もうひとつ、歌舞伎座の三階席で、(実は一階席でも二階席でも同じだが)私が好きなのは、椅子があまり大き過ぎず、勾配の角度が程よいことである。もっともこれは、当節は賛同者が得にくいことであろう。歌舞伎座改築の噂が広まると同時に上ったのは、椅子をもっと大きく、安楽にしろと言う声だった。歌舞伎座がなくなるのは惜しいですね、と言う人も、椅子が小さくて座席の幅が広くなるのはいいことです、とおっしゃる。それがおそらく、大多数の声だろうから、新しい歌舞伎座の座席はきっとそういう声に応えたものになるに違いない。しかし私は、芝居などというものは、安楽に座って見るものではなく、突っかけて見るものだと思う。それが熱気を呼び、興奮を招くのだ。

どうせ賛同者も少ないと思うからもう少し言うと、野球場でも私は昔の後楽園球場のスタンドが好きだった。もともと狭い敷地に建てたせいもあるのだろうが、勾配がやや急で、それこそせせこましかったが、あれでこそ熱狂があるのだ。いま私が一番好きな球場は、学生時代から見慣れたせいもあって神宮球場だが、ひとつだけ物足りないのは、外野席の勾配が浅いことで、下の方の席だと外野のグラウンドがよく見えない。

さらについでに言えば、これこそ賛同者はゼロに違いないが、私が子供のころの野球場の座席は、いまのような一人ひとりべつの椅子ではなく、木のベンチつまり長椅子だったから、新聞紙を尻の下に敷いて、それが一人分の座席を確保することを意味していた。つまり入れ込みだから、詰め込めばいくらでも詰め込めた。しかしあれでこそ、赤バットの川上だの青バットの大下だの物干し竿の藤村だのの熱狂があり得たのだという気もする。
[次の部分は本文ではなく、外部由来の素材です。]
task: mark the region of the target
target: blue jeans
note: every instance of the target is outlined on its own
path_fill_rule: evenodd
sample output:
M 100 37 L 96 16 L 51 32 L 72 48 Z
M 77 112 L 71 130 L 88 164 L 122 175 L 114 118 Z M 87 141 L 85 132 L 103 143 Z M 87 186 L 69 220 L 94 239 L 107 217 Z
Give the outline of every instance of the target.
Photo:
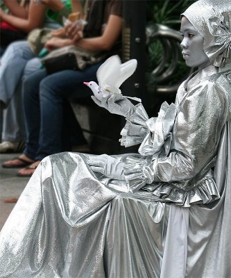
M 63 101 L 92 95 L 84 81 L 96 80 L 101 62 L 84 70 L 65 70 L 46 75 L 45 70 L 31 74 L 24 81 L 23 97 L 26 142 L 24 154 L 35 160 L 60 152 Z

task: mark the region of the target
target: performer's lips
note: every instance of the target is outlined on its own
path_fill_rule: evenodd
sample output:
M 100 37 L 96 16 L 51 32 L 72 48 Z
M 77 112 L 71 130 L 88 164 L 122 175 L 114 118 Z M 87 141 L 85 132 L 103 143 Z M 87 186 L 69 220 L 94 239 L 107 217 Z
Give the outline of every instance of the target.
M 183 56 L 183 58 L 187 58 L 187 57 L 189 57 L 189 56 L 188 54 L 187 54 L 187 53 L 185 53 L 185 52 L 182 52 L 182 55 Z

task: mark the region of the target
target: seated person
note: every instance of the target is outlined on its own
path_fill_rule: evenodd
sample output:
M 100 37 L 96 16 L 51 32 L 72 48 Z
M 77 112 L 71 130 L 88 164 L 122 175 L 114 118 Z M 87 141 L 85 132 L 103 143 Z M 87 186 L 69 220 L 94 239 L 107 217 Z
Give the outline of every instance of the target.
M 76 24 L 71 24 L 67 26 L 70 38 L 53 38 L 45 47 L 51 49 L 74 44 L 89 51 L 98 51 L 103 54 L 103 58 L 84 70 L 67 70 L 48 75 L 43 69 L 26 79 L 23 90 L 27 131 L 26 148 L 18 158 L 3 165 L 5 167 L 20 167 L 25 166 L 24 161 L 30 163 L 18 172 L 18 176 L 31 176 L 45 156 L 62 152 L 63 101 L 89 97 L 91 92 L 83 83 L 96 79 L 96 72 L 105 57 L 118 54 L 120 50 L 121 1 L 89 0 L 87 3 L 87 24 L 83 30 L 83 38 L 80 36 Z M 96 14 L 98 16 L 95 17 Z M 83 136 L 78 138 L 78 142 L 82 141 L 82 144 L 84 140 Z
M 49 14 L 54 10 L 59 15 L 67 15 L 68 13 L 71 13 L 71 8 L 69 2 L 69 0 L 32 1 L 30 2 L 26 18 L 19 18 L 17 17 L 18 14 L 15 14 L 12 10 L 14 1 L 5 0 L 6 4 L 10 4 L 9 8 L 12 11 L 12 15 L 7 15 L 1 11 L 0 17 L 14 28 L 22 30 L 25 33 L 42 26 L 57 29 L 60 28 L 60 24 L 49 18 L 47 11 L 50 12 Z M 76 3 L 75 5 L 76 6 Z M 24 77 L 39 68 L 40 62 L 36 58 L 33 59 L 34 57 L 35 54 L 26 40 L 11 43 L 5 55 L 1 57 L 0 103 L 1 109 L 6 109 L 3 119 L 3 142 L 0 144 L 0 153 L 19 152 L 23 149 L 22 148 L 26 134 L 24 113 L 22 113 L 22 78 L 26 63 L 29 60 L 31 63 L 25 70 Z
M 40 164 L 0 234 L 10 277 L 228 277 L 231 234 L 230 0 L 182 15 L 186 64 L 198 67 L 157 118 L 112 94 L 139 154 L 64 152 Z

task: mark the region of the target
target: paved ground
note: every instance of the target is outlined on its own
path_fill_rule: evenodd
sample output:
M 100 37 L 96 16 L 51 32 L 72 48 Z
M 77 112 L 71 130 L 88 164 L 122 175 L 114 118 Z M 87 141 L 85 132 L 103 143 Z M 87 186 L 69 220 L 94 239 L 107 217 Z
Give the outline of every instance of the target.
M 3 201 L 8 198 L 19 197 L 29 180 L 27 177 L 16 176 L 19 169 L 5 169 L 1 167 L 3 162 L 18 154 L 0 154 L 0 230 L 15 204 L 6 204 Z

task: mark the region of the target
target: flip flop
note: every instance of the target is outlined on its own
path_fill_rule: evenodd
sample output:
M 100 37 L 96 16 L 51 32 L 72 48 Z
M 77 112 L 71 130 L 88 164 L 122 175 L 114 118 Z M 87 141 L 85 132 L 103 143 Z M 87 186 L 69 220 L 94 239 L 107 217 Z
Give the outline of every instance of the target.
M 33 163 L 31 163 L 31 164 L 33 164 L 33 163 L 34 163 L 34 162 Z M 37 167 L 38 165 L 37 165 L 37 166 L 33 166 L 32 165 L 30 165 L 29 166 L 25 167 L 24 167 L 25 170 L 28 170 L 28 169 L 33 170 L 33 173 L 31 173 L 31 174 L 22 174 L 22 173 L 17 172 L 17 177 L 31 177 L 33 175 L 33 174 L 35 172 L 35 169 L 37 168 Z
M 31 161 L 31 162 L 27 161 L 24 158 L 21 158 L 21 157 L 19 157 L 19 156 L 17 156 L 15 158 L 12 159 L 11 161 L 15 161 L 15 160 L 21 161 L 22 163 L 17 164 L 17 165 L 12 165 L 12 165 L 7 165 L 7 164 L 5 164 L 6 163 L 3 163 L 2 165 L 2 167 L 3 168 L 23 168 L 24 167 L 26 167 L 27 165 L 29 165 L 32 164 Z

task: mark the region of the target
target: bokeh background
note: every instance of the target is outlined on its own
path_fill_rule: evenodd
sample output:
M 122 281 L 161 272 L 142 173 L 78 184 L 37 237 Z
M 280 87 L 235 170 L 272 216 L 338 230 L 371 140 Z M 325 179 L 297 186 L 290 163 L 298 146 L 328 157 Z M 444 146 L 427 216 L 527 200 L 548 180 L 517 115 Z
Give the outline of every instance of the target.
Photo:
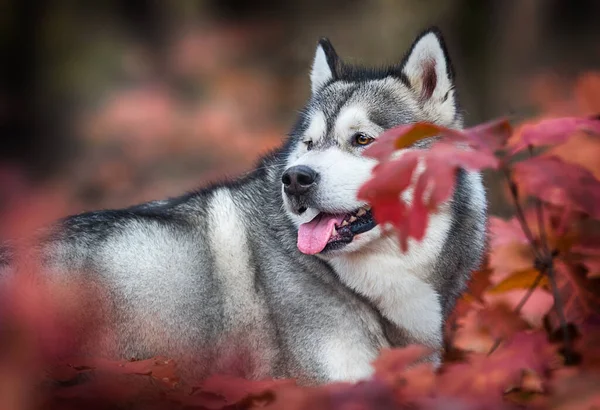
M 5 0 L 0 8 L 0 205 L 19 175 L 67 195 L 68 213 L 174 196 L 251 169 L 306 101 L 321 36 L 349 61 L 384 64 L 438 25 L 468 124 L 535 114 L 600 66 L 597 0 Z M 501 214 L 495 188 L 491 196 Z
そういえば中学生時代、場所中の日曜日ごとに通った蔵前国技館の大衆席は、わずかに傾斜がついていて、それに薄べりが強いてあったから、段々入れ込んでくるに従い、いつの間にか畳の目に沿って前の方へ滑り降りるようになっていた。つまり定員などというものはあってなきがごとしで、いくらでも詰め込めたわけだ。そういう席で、朝の一番相撲からすべての取組を見た思いでは終生忘れる事はないに違いない。大横綱羽黒山の最後の一番もそうやって見た。玉の海の外掛けで、大きなものが崩れ落ちるように背中から重ね餅になって倒れたのだった。(この言葉、この頃の相撲放送のアナウンサーは使わないが、もっともそういう相撲が少ないせいもあるだろう。)

・・・というような回想が次から次と巡るうちに、場内に人が詰め掛けてきた。席を立たなければならない。もうこれが、最後の最後の三階席である。